# Tony's spiffy threads



## AgainstThe Grain (Sep 12, 2018)

Nothing more needs to be said ... but, come on; you know he want your comments & feedback.

Reactions: Like 2 | Agree 1 | Funny 1 | Way Cool 1


----------



## woodtickgreg (Sep 12, 2018)

It is a spiffy shirt! The man cleans up well.

Reactions: Like 1


----------



## CWS (Sep 12, 2018)

Looks Texy to me.

Reactions: Like 1 | Funny 3


----------



## Tony (Sep 12, 2018)




----------



## Lou Currier (Sep 12, 2018)




----------



## DKMD (Sep 12, 2018)

What kind of leaf is that? Maple family?


----------



## Lou Currier (Sep 12, 2018)

You’d figure he would at least have a mesquite leaf on there

Reactions: Funny 1


----------



## Tony (Sep 12, 2018)

DKMD said:


> What kind of leaf is that? Maple family?



I think so Doc. Lou, Mesquite doesn't really have leaves, it's more like needles almost.


----------



## DKMD (Sep 12, 2018)

Found the mesquite leaves

Reactions: Funny 8


----------



## Lou Currier (Sep 12, 2018)



Reactions: Agree 1


----------



## Schroedc (Sep 13, 2018)

I gotta say, I kinda like that shirt.

Reactions: Like 1


----------



## Tony (Sep 13, 2018)

Schroedc said:


> I gotta say, I kinda like that shirt.



Thanks Collin, me too. I have 3 others very similar to it.


----------



## StacyWhetzell (Sep 16, 2018)

I LOVE that shirt!!!
It is absolutley awesome.
Do they sell any men's clothing where you bought that shirt?

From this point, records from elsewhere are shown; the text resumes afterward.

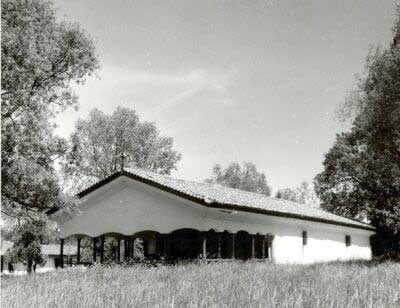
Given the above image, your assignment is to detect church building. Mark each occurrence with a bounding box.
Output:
[51,169,375,263]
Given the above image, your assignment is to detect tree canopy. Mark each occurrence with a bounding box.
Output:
[315,9,400,254]
[275,181,319,207]
[64,107,181,188]
[1,0,98,219]
[5,220,47,273]
[206,162,271,196]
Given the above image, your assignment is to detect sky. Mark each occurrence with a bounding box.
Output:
[55,0,395,192]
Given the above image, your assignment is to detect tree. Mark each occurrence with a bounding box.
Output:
[315,8,400,254]
[5,221,46,273]
[275,181,319,207]
[64,107,181,188]
[1,0,98,219]
[206,162,271,196]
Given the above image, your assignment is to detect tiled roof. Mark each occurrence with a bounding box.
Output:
[78,168,374,230]
[0,241,77,256]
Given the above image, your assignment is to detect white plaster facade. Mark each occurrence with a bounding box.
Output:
[55,176,374,263]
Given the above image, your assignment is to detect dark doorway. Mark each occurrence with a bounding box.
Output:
[205,230,220,259]
[235,231,251,260]
[221,231,233,259]
[170,229,202,260]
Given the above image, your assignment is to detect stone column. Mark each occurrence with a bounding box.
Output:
[60,238,64,268]
[267,233,274,259]
[100,235,104,263]
[92,237,97,263]
[232,233,235,260]
[262,236,265,261]
[251,235,256,259]
[202,233,207,260]
[76,238,82,264]
[217,232,222,259]
[117,239,121,262]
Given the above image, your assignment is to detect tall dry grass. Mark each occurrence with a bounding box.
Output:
[1,262,400,308]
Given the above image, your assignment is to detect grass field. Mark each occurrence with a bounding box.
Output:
[1,262,400,308]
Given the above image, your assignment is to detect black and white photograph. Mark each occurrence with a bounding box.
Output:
[0,0,400,308]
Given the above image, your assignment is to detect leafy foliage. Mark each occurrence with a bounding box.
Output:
[64,107,181,189]
[1,0,98,219]
[275,182,319,207]
[315,9,400,254]
[6,221,47,273]
[206,162,271,196]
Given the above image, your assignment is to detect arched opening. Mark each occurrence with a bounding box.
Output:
[123,230,162,261]
[221,230,233,259]
[204,229,220,259]
[168,229,202,260]
[254,233,265,259]
[235,231,251,260]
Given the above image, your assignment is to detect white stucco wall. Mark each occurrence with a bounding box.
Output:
[58,177,373,263]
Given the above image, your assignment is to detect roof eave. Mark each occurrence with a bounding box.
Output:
[48,170,376,231]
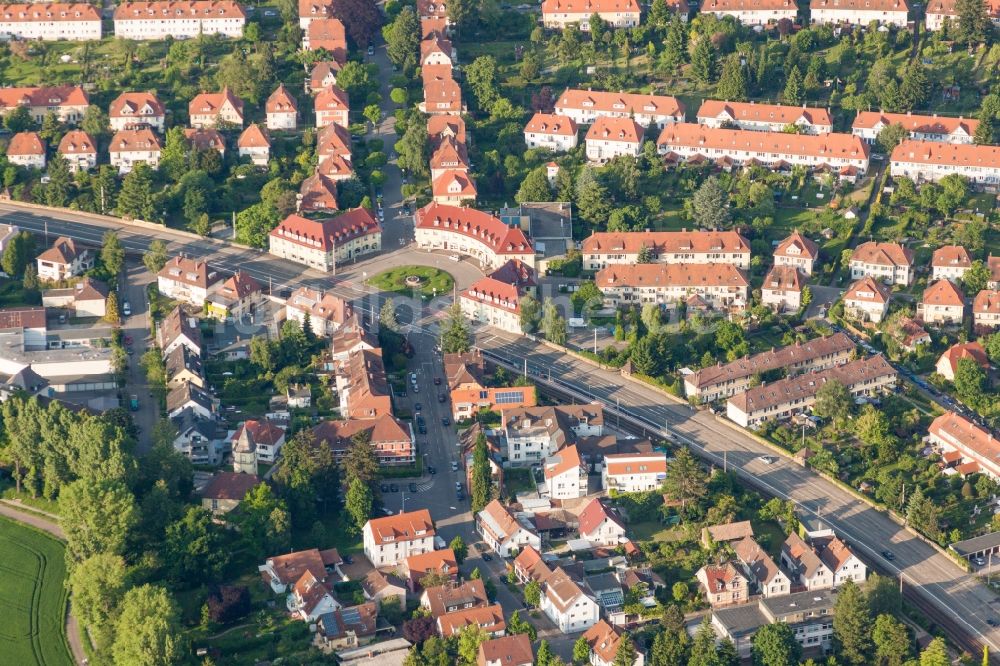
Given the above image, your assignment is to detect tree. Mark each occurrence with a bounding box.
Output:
[521,294,542,333]
[448,536,469,564]
[111,584,184,666]
[514,166,552,203]
[691,37,717,83]
[101,231,125,276]
[872,615,912,666]
[69,553,127,652]
[813,379,853,420]
[716,53,750,102]
[344,478,374,534]
[576,632,590,666]
[751,622,802,666]
[920,637,951,666]
[833,580,872,664]
[663,447,706,512]
[781,67,806,105]
[142,238,169,274]
[691,176,730,229]
[470,433,493,513]
[118,163,157,222]
[541,298,566,345]
[524,580,542,608]
[441,303,472,354]
[59,478,139,569]
[953,0,990,44]
[0,231,35,278]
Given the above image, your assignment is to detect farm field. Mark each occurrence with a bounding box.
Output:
[0,518,73,666]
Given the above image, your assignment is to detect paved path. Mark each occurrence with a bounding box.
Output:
[0,500,87,664]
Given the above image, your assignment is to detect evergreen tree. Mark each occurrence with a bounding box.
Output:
[782,67,806,105]
[691,37,717,83]
[833,580,872,665]
[716,53,750,102]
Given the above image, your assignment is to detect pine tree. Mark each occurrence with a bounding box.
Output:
[716,53,749,102]
[782,67,806,105]
[691,37,716,83]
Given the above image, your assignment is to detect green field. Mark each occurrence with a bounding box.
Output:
[0,518,73,666]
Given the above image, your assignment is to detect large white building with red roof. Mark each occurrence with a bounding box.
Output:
[414,203,535,268]
[809,0,910,29]
[656,123,869,172]
[889,139,1000,187]
[115,0,247,41]
[542,0,641,32]
[0,2,101,42]
[268,208,382,273]
[555,88,684,128]
[361,509,436,569]
[580,229,750,271]
[851,111,979,144]
[697,99,833,134]
[699,0,799,26]
[0,86,90,124]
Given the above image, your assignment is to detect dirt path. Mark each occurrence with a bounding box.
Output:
[0,500,87,664]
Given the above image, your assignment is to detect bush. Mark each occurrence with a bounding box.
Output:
[208,585,250,624]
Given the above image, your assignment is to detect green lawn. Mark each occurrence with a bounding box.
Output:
[0,518,73,666]
[368,266,455,298]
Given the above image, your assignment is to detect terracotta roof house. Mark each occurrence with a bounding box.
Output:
[7,132,45,169]
[108,92,167,132]
[57,130,97,173]
[236,123,271,166]
[931,245,972,281]
[934,341,990,382]
[188,88,244,128]
[264,83,299,131]
[917,279,965,324]
[476,634,535,666]
[200,472,261,514]
[774,230,819,275]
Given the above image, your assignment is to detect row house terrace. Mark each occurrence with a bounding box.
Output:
[414,202,535,268]
[580,229,750,271]
[555,88,685,128]
[851,111,979,144]
[0,2,101,42]
[313,414,416,465]
[697,99,833,134]
[927,412,1000,481]
[542,0,641,32]
[699,0,798,26]
[850,241,914,287]
[115,0,247,41]
[890,139,1000,190]
[924,0,1000,30]
[726,356,897,428]
[108,92,167,132]
[809,0,910,29]
[657,123,869,176]
[0,86,90,124]
[268,208,382,273]
[594,264,750,310]
[684,333,855,403]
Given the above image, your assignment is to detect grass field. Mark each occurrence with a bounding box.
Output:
[0,518,73,666]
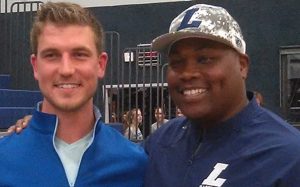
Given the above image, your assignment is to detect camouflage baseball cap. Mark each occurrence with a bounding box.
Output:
[152,4,246,54]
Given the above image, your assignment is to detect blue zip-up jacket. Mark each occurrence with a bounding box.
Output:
[0,106,147,187]
[144,94,300,187]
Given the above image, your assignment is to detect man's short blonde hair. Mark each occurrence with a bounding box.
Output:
[30,2,104,54]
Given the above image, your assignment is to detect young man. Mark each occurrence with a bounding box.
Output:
[145,4,300,187]
[0,2,147,187]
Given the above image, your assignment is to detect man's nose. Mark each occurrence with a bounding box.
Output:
[60,55,75,76]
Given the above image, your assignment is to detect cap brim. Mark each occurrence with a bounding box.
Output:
[152,31,236,53]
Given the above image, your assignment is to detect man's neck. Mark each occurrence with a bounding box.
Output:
[56,109,95,144]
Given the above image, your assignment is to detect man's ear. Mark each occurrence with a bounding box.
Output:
[98,52,108,79]
[240,54,250,79]
[30,54,39,80]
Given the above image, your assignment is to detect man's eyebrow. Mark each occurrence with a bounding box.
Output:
[40,48,57,54]
[72,46,91,52]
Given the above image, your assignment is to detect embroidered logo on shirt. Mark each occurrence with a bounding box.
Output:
[199,163,228,187]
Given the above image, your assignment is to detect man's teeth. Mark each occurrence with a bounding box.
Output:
[58,84,78,88]
[183,89,206,95]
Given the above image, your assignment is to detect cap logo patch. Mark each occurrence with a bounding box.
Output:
[177,8,201,31]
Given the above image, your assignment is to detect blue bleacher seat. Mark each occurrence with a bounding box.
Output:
[0,107,34,129]
[0,74,11,89]
[0,89,43,107]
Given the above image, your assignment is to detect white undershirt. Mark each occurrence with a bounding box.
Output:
[54,131,93,187]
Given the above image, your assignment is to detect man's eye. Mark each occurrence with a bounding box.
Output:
[197,57,215,64]
[75,52,88,58]
[197,57,210,64]
[43,53,57,59]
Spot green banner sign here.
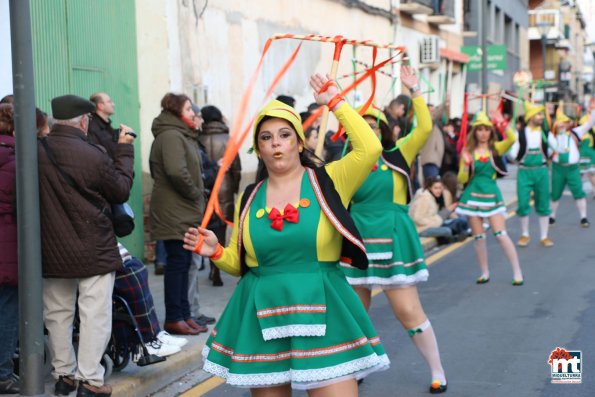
[461,44,506,72]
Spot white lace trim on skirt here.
[347,269,430,288]
[262,324,326,340]
[202,346,390,390]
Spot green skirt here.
[341,203,428,289]
[455,175,506,218]
[203,263,389,389]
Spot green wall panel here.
[31,0,144,258]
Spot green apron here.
[456,158,506,218]
[342,159,428,288]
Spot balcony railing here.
[428,0,456,25]
[527,9,564,40]
[399,0,455,25]
[399,0,434,15]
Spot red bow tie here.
[269,204,300,231]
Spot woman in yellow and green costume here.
[185,74,389,396]
[456,112,523,285]
[510,101,554,247]
[548,105,595,227]
[343,67,447,393]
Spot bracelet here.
[326,94,345,111]
[209,243,223,260]
[318,80,337,95]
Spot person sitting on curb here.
[409,176,469,244]
[114,243,188,357]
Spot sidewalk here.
[59,166,516,397]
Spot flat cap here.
[52,95,95,120]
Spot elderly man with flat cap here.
[38,95,134,397]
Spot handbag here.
[40,137,134,237]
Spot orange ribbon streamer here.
[193,39,301,253]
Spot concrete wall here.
[137,0,393,191]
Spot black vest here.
[516,127,547,164]
[237,167,368,276]
[380,149,413,204]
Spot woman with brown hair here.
[456,112,523,285]
[184,74,388,397]
[149,93,208,335]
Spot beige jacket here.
[409,189,452,232]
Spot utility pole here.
[477,0,490,106]
[9,0,49,396]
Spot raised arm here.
[184,194,243,276]
[397,66,432,165]
[574,104,595,138]
[494,126,516,156]
[310,74,382,206]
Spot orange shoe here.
[517,236,531,247]
[539,237,554,247]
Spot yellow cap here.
[556,112,570,123]
[252,99,306,151]
[525,101,545,123]
[356,103,388,126]
[472,112,494,128]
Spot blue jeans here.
[155,240,167,265]
[0,285,19,381]
[163,240,192,323]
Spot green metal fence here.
[31,0,144,258]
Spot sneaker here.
[76,381,112,397]
[155,262,165,276]
[157,331,188,347]
[0,374,21,394]
[517,236,531,247]
[145,339,182,357]
[54,376,76,396]
[194,314,215,325]
[539,237,554,247]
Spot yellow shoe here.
[539,237,554,247]
[517,236,531,247]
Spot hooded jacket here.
[0,135,18,285]
[198,121,242,220]
[149,111,205,240]
[38,124,134,278]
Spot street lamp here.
[535,21,550,80]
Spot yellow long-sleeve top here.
[386,96,432,205]
[213,103,382,276]
[458,128,516,183]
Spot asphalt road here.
[201,196,595,397]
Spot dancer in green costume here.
[343,66,447,393]
[548,103,595,227]
[185,74,389,396]
[456,112,523,285]
[510,102,554,247]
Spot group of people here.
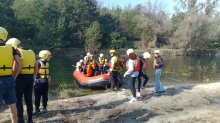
[0,27,52,123]
[124,49,165,103]
[76,49,164,103]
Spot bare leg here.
[8,103,17,123]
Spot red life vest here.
[142,61,147,72]
[108,56,122,71]
[86,64,93,77]
[126,58,140,71]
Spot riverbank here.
[58,48,220,57]
[0,82,220,123]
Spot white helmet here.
[127,49,134,55]
[99,53,104,57]
[86,52,91,56]
[154,50,160,54]
[143,52,151,59]
[79,59,83,63]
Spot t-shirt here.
[0,43,18,77]
[36,60,50,79]
[0,43,18,56]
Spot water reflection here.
[50,56,220,98]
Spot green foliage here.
[110,31,126,49]
[0,0,220,53]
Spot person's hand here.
[40,78,46,83]
[109,68,112,71]
[124,74,126,77]
[48,77,51,84]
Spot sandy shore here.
[0,82,220,123]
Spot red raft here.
[73,71,109,88]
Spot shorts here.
[0,77,17,106]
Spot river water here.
[50,56,220,97]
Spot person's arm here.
[109,57,117,71]
[12,55,23,79]
[157,57,164,67]
[124,59,134,77]
[34,62,39,78]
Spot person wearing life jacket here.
[89,55,99,76]
[153,50,165,93]
[108,50,120,92]
[137,52,151,97]
[103,59,108,74]
[82,56,89,75]
[118,58,125,88]
[0,27,22,123]
[124,49,140,103]
[79,59,84,72]
[33,50,52,115]
[97,53,105,75]
[6,38,37,123]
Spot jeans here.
[128,77,137,97]
[15,75,34,121]
[34,82,49,110]
[138,71,149,92]
[109,71,119,90]
[154,69,164,93]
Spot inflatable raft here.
[73,71,110,88]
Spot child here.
[33,50,52,116]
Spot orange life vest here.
[86,64,92,76]
[99,58,105,66]
[126,58,140,71]
[89,61,96,69]
[108,56,122,71]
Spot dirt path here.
[0,83,220,123]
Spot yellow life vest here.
[18,48,36,74]
[38,60,50,79]
[89,61,96,69]
[0,45,14,76]
[99,58,105,66]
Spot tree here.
[85,21,102,53]
[0,0,15,35]
[136,0,169,47]
[174,0,219,52]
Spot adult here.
[153,50,165,93]
[33,50,52,115]
[137,52,151,97]
[6,38,37,123]
[109,50,120,92]
[0,27,22,123]
[124,49,140,103]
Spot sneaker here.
[140,88,146,95]
[137,92,142,98]
[128,96,133,100]
[43,108,48,114]
[27,120,33,123]
[18,118,25,123]
[33,109,40,116]
[129,97,137,103]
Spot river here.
[49,56,220,98]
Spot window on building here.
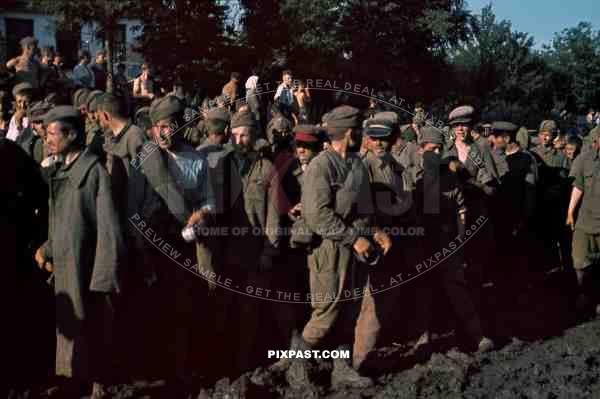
[5,18,33,59]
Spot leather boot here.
[269,330,302,374]
[282,335,315,389]
[331,345,373,388]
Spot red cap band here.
[294,132,319,143]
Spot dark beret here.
[150,95,185,125]
[363,119,394,138]
[448,105,475,126]
[231,111,256,129]
[538,119,558,135]
[400,125,417,141]
[419,125,444,144]
[29,101,52,122]
[44,105,82,125]
[492,121,519,135]
[293,125,323,143]
[204,119,227,134]
[373,111,398,126]
[20,36,38,47]
[13,82,33,98]
[73,88,90,108]
[204,107,231,122]
[85,90,104,112]
[323,105,360,128]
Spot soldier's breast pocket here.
[244,178,269,200]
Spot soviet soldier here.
[97,93,192,378]
[191,111,283,371]
[287,106,391,387]
[492,121,539,285]
[567,131,600,316]
[270,125,324,372]
[444,105,500,296]
[532,120,569,271]
[353,118,412,369]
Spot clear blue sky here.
[466,0,600,48]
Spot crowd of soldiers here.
[0,38,600,398]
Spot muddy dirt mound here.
[199,320,600,399]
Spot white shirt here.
[274,83,294,106]
[6,115,29,141]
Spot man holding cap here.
[36,105,125,398]
[17,101,52,164]
[6,36,42,90]
[6,82,33,141]
[288,105,390,387]
[415,125,493,352]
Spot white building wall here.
[0,11,56,47]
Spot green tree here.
[33,0,140,91]
[544,22,600,112]
[450,5,553,124]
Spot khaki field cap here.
[13,82,33,98]
[492,121,519,135]
[293,125,323,143]
[323,105,360,128]
[538,119,558,136]
[363,119,394,139]
[204,108,231,122]
[44,105,81,126]
[150,96,184,125]
[231,111,256,129]
[420,125,444,144]
[448,105,475,126]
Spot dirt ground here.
[13,273,600,399]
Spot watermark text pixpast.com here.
[267,350,350,359]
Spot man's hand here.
[288,202,302,222]
[448,160,460,173]
[15,108,27,129]
[186,208,208,226]
[373,230,392,255]
[34,246,46,269]
[567,211,575,230]
[34,245,54,273]
[352,237,371,258]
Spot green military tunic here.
[302,150,372,345]
[571,150,600,269]
[45,151,124,379]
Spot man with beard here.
[492,121,538,285]
[36,106,124,399]
[97,94,191,377]
[85,90,106,163]
[415,125,493,352]
[287,105,390,388]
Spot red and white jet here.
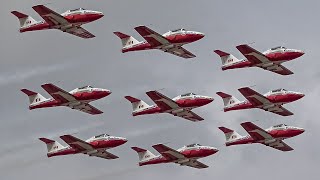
[219,122,304,151]
[39,134,127,159]
[125,91,213,122]
[217,87,304,116]
[11,5,103,38]
[21,84,111,115]
[114,26,204,58]
[131,144,219,169]
[214,44,304,75]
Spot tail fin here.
[11,11,36,28]
[219,127,242,142]
[21,89,46,105]
[113,32,139,47]
[125,96,150,112]
[217,92,240,107]
[214,50,240,69]
[39,138,64,157]
[131,147,156,162]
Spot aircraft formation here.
[12,5,304,169]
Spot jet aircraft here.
[114,26,204,58]
[39,134,127,159]
[11,5,104,38]
[21,84,111,115]
[214,44,304,75]
[125,91,213,122]
[131,144,219,169]
[217,87,304,116]
[219,122,304,151]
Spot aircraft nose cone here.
[298,50,305,57]
[207,147,219,155]
[197,32,205,39]
[203,96,214,104]
[94,12,104,20]
[120,138,128,144]
[298,93,305,99]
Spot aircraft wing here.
[236,44,271,64]
[66,27,96,39]
[160,46,196,59]
[180,160,209,169]
[60,135,94,151]
[41,83,77,103]
[259,64,293,75]
[238,87,271,106]
[90,150,119,159]
[72,103,103,115]
[263,140,293,151]
[146,91,179,111]
[152,144,186,160]
[32,5,70,26]
[134,26,170,47]
[266,106,293,116]
[171,110,204,122]
[241,122,273,141]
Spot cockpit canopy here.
[270,46,287,51]
[94,134,110,138]
[171,28,186,32]
[69,8,85,12]
[270,89,287,93]
[78,85,93,89]
[181,93,196,97]
[272,124,288,129]
[186,143,201,147]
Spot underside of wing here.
[236,44,271,65]
[241,122,273,141]
[152,144,185,160]
[171,110,204,122]
[32,5,70,26]
[60,135,93,151]
[66,27,95,39]
[180,160,209,169]
[259,64,293,75]
[41,83,76,103]
[134,26,170,47]
[161,46,196,59]
[239,87,271,106]
[264,140,293,151]
[90,150,119,159]
[146,91,179,111]
[267,106,293,116]
[72,103,103,115]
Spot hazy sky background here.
[0,0,320,180]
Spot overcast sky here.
[0,0,320,180]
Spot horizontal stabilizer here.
[217,92,231,98]
[219,127,233,133]
[131,147,147,153]
[213,50,230,57]
[113,32,130,39]
[39,138,55,144]
[21,89,38,96]
[125,96,141,103]
[11,11,28,19]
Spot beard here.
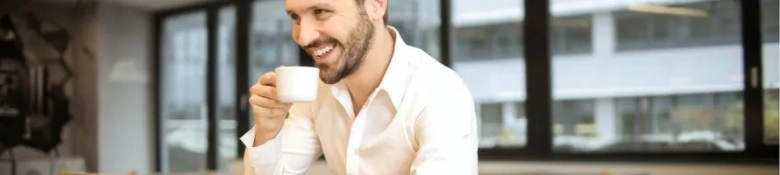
[316,10,374,84]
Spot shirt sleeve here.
[240,104,322,175]
[411,81,479,175]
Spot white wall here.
[97,2,154,174]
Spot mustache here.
[303,38,338,50]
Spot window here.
[550,14,593,55]
[551,0,744,152]
[159,12,207,172]
[248,0,300,85]
[451,0,526,148]
[612,0,740,50]
[761,0,780,145]
[387,0,441,61]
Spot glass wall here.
[212,6,239,170]
[159,12,208,172]
[450,0,527,148]
[551,0,748,152]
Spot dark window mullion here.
[206,6,219,171]
[235,0,252,157]
[740,1,764,158]
[522,0,553,156]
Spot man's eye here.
[290,14,299,21]
[314,9,325,15]
[314,9,329,16]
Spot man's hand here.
[249,72,292,146]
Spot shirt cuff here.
[240,127,282,165]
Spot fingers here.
[257,72,276,86]
[249,84,277,100]
[252,106,289,120]
[249,95,292,109]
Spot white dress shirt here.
[241,27,478,175]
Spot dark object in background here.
[0,15,30,152]
[0,13,72,153]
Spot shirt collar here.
[331,25,409,110]
[378,25,410,109]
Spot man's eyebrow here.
[285,2,331,15]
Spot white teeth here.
[314,46,333,56]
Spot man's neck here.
[344,27,395,108]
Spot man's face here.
[286,0,374,84]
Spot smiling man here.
[241,0,478,175]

Hope you can laugh. Was meant to be funny.

Really nice shirt!

Reactions: Like 1 | Funny 3


----------



## Tony (Sep 16, 2018)

StacyWhetzell said:


> I LOVE that shirt!!!
> It is absolutley awesome.
> Do they sell any men's clothing where you bought that shirt?
> 
> ...



Now that's funny right there!!

Where's that ban button?

Reactions: Agree 2 | Funny 2


----------



## StacyWhetzell (Sep 16, 2018)

You wont believe how much fun Ive had with that backhanded compliment about nice shirt and the follow up punch line.
I pulled it on my boss one day in front of lot of guys. Others had been commenting also. He was all smiles til i threw my punch line. Then he walked away cussin me.
But came back latter saying how funny it was and he was going to use it sometime.

Reactions: Like 2


----------



## JR Parks (Sep 16, 2018)

That would be _Acer pequeno _

Reactions: Funny 1


----------



## Tony (Sep 16, 2018)




----------



## StacyWhetzell (Sep 16, 2018)

Wish I knew what _Acer pequeno means_


----------



## Tony (Sep 16, 2018)

StacyWhetzell said:


> Wish I knew what _Acer pequeno means_



He's taking a shot at my size, Jim is about a foot taller than me.


----------



## JR Parks (Sep 16, 2018)

Acer is the family for maple - kinda like the leaf on Tony's shirt and pequeno is Spanish for small.


----------



## StacyWhetzell (Sep 17, 2018)

Ha. Nothing wrong with being short. I was short as a kid growing up and spent my childhood needlessly worrying that I'd be short ALL my life. 
I worried for naught. I grew to be a strapping 5 ft 5 inches.

Reactions: Great Post 1 | Funny 1


----------



## Tony (Sep 17, 2018)

StacyWhetzell said:


> Ha. Nothing wrong with being short. I was short as a kid growing up and spent my childhood needlessly worrying that I'd be short ALL my life.
> I worried for naught. I grew to be a whopping 5 ft 5 inches.





HA!!! Short stuff!! I'm 5' 5-1/2"!!!!

Reactions: Funny 2


----------